[comp.ai.neural-nets] Does back-propagation work with a wider dynamic range...?

olky@vax5.CIT.CORNELL.EDU (05/18/89)

	Hi,

	I am working on various applications of NNs for learning control
	systems, adaptive learning etc. Now, I have a little problem...
	
	I would like to train a feedforward net with input-output patterns
	that have a wider dynamic range. For example the outputs of the net
	will vary , say, between -4.0 ,4.0 or for some cases you don't even
	know the range, because NN will be a part of a dynamic system with
	a certain degree of freedom. 

	So what I did? I modified the activation function for the output
	units and used f(x)=x, also made the necessary changes in the 
	error derivation where you need the derivative of f(x). Anyway
	I got very bad results, huge numbers in the order of billions.

	I used sigmoids at the output layer with arange 0 to 4.0, it didn't
	work...
	Then I tried a symmetric sigmoid with a range -2,2 , again nothing.
	Then I used this limited sigmoid for each layer, no results  again.

	In some papers people claim ,that they trained a net with a linear
	output activation function. How ? 
	I even bought PDP volume III to check their bp.c software. They used
	only the common 0-1 sigmoid. So I was disappointed, and a little 
	bit mad that I spent 30 bucks for it,(since I couldn't get
	reimbursed for this by my advisor..).

	At any rate , CAN smbdy help me with this situation? If anybody
	has worked on problems with wider dynamic ranges, suggestions
	are greatly appreciated...


							Kemal Ciliz
						olky@vax5.cit.cornell.edu
						mkciliz@cmx.npac.syr.edu

mkciliz@cmx.npac.syr.edu (M. Kemal Ciliz) (05/24/89)

        Hi again,

        Thanks to all who sent messages to me explaining possible
        cures to my problem...

        The problem was with the large constant(learning rate) I used
        in the gradient descent algorithm. I was using sth. like 0.3-0.5,
        which basicly caused the weights and consequently outputs to blow up.

        I used very low learning rates like 0.001-0.005 and increased the
        number of nodes in the two hidden layers (10,8), and got better
        results but now convergence is extremely slow.

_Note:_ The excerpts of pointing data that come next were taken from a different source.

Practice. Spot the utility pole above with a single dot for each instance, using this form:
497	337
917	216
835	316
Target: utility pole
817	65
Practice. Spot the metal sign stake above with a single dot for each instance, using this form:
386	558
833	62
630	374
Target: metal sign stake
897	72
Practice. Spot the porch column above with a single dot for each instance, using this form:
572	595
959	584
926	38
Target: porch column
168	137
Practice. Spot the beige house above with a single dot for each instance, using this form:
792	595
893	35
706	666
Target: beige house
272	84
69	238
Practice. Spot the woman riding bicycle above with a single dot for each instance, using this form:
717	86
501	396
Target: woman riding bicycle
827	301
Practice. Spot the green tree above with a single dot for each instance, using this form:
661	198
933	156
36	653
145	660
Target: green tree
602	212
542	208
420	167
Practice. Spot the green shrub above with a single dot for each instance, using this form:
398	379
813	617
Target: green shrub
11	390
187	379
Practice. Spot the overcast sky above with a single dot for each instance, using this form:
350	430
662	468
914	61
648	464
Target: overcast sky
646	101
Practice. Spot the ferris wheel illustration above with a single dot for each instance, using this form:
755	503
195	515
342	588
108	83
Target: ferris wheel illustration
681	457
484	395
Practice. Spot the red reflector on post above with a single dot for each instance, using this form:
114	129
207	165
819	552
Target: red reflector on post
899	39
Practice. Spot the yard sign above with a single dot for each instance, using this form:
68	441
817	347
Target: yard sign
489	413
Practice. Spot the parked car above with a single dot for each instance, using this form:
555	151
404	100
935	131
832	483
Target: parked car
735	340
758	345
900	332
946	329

In any case I think
        it's better than having outputs that blow up.

        But I am still curious if sth. else can be done to speed up the
        convergence. Somebody suggested the use of BAMs but I didn't
        quite understand the procedure.

        Regards,

        Kemal Ciliz
        mkciliz@cmx.npac.syr.edu
        olky@vax5.cit.cornell.edu

james@blake.acs.washington.edu (James Taylor) (05/26/89)

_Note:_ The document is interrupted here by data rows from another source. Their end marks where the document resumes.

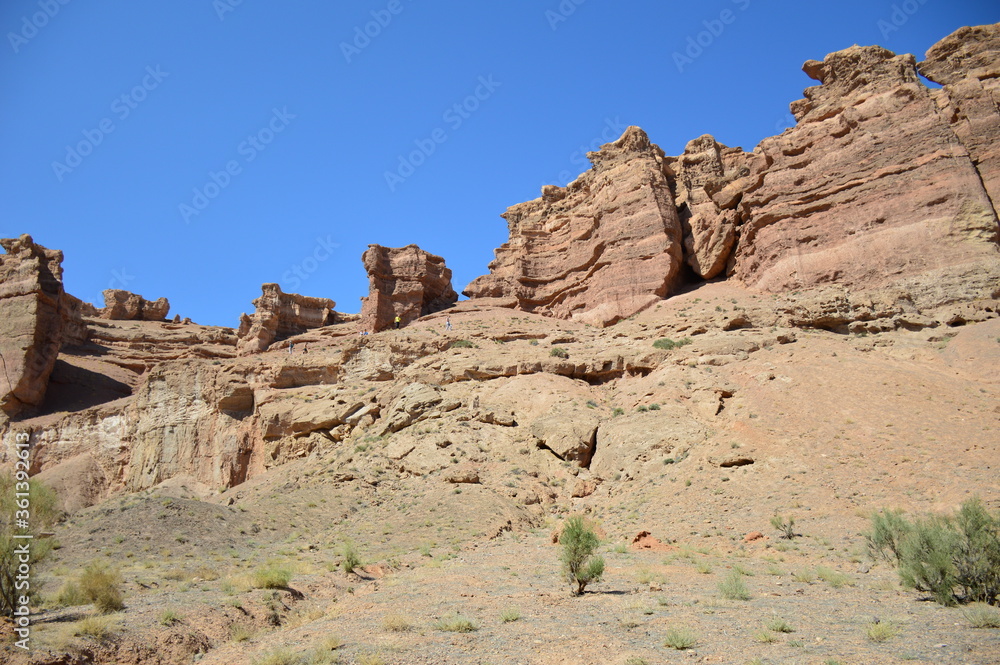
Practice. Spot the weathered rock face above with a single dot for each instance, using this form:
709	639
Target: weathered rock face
31	321
280	315
122	305
599	250
870	186
967	64
706	201
406	282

In article <18635@vax5.CIT.CORNELL.EDU> writes:
[...]
>	I would like to train a feedforward net with input-output patterns
>	that have a wider dynamic range. For example the outputs of the net
>	will vary , say, between -4.0 ,4.0 or for some cases you don't even
>	know the range, because NN will be a part of a dynamic system with
>	a certain degree of freedom. 
>
>	So what I did? I modified the activation function for the output
>	units and used f(x)=x, also made the necessary changes in the 
>	error derivation where you need the derivative of f(x). Anyway
>	I got very bad results, huge numbers in the order of billions.
>
>							Kemal Ciliz
>						olky@vax5.cit.cornell.edu
>						mkciliz@cmx.npac.syr.edu
[...]

I have done similiar things - scaling problem patterns for <0,1>, or
<-n,n>.  I ran into that sort of unstable training behavior in the
magnitude of the weights when I screwed up the feedback for the network.
The experiments I ran worked OK as long as I guarranteed that the
feedback really did go to zero as the node activation went to +-n ie.

if (ignoring subscripts, everything is at node i, approxomately
    following the notation of the PDP books)

sig(y) = {2n/(1-exp[-y])} - n
       = n*(1+exp[-y])/(1-exp[-y)

dsig(y)/dy = n*(-2exp[-y])/{(1-exp[-y])^2}
	   = n*(1+sig(y))*(1-sig(y))
	   = n*(1+x)*(1-x)
           = sig'(y)

Which implies that 

Delta_W = delta *alpha*x
        = -sig'(y)* SUM[of delta*W next layer] *alpha*x

Now if n > 1  with the above definition of the sigmiod

when
	| sig(y) | > 1

sig'(y) changes sign and the feedback Delta_W becomes a **postive**
feedback.  Bad.

The simplest solution is to make n<=1 and scale the output of the 
network.  Put a fixed gain at the output, scale your target output
to [-1,+1] during training, then rescale during testing if you really
want to see the larger magnitude outputs.

I played a little with alternate sigmoid definitions but in every
case I came out with a similiar problem, with a much more complex
training algorithm.

If you come up with an alternate solution I'd be very interested.

James Taylor

james@uw-isdl.ee.washington.edu

gary@desi.ucsd.edu (Gary Cottrell) (05/29/89)

You have some bugs in your math.
You have:

>sig(y) = {2n/(1-exp[-y])} - n
>       = n*(1+exp[-y])/(1-exp[-y)
>James Taylor
>
>james@uw-isdl.ee.washington.edu

The sigmoid is sq(x) = 1/1+exp(-x), not 1/1-exp(-x).

I will use k instead of n, since for any simulation, it is
a constant.

We want the derivative of  2k*sq(x) - k.

Let's call sq(x) OLD, and 2k*sq(x)-k NEW, and derivative DER.
So we want
	
DER(NEW)=DER(2k*OLD-k)		since NEW = 2k*OLD-k
	= 2k*DER(OLD)
	= 2k*(1-OLD)*OLD,	since DER(OLD) = (1-OLD)*OLD

But if in your simulation, your squash is the new one,
you need the derivative in terms of the new squashing function.

OLD = (NEW + k)/(2k),
so we have
DER(NEW)= 2k*(1-OLD)*OLD
	= 2k*[1 - (NEW + k)/2k]*(NEW + k)/2k
	=    [1 - (NEW + k)/2k]*(NEW + k)
	=    [(2k - (NEW + k))/2k]*(NEW + k)
	=    [(k-NEW)/2k]*(k + NEW)
	=    (k^2 - NEW^2)/2k, if you prefer.


gary cottrell	619-534-6640
Computer Science and Engineering C-014
UCSD, 
La Jolla, Ca. 92093
gary@cs.ucsd.edu (ARPA)
{ucbvax,decvax,akgua,dcdwest}!sdcsvax!gary (USENET)
gcottrell@ucsd.edu (BITNET)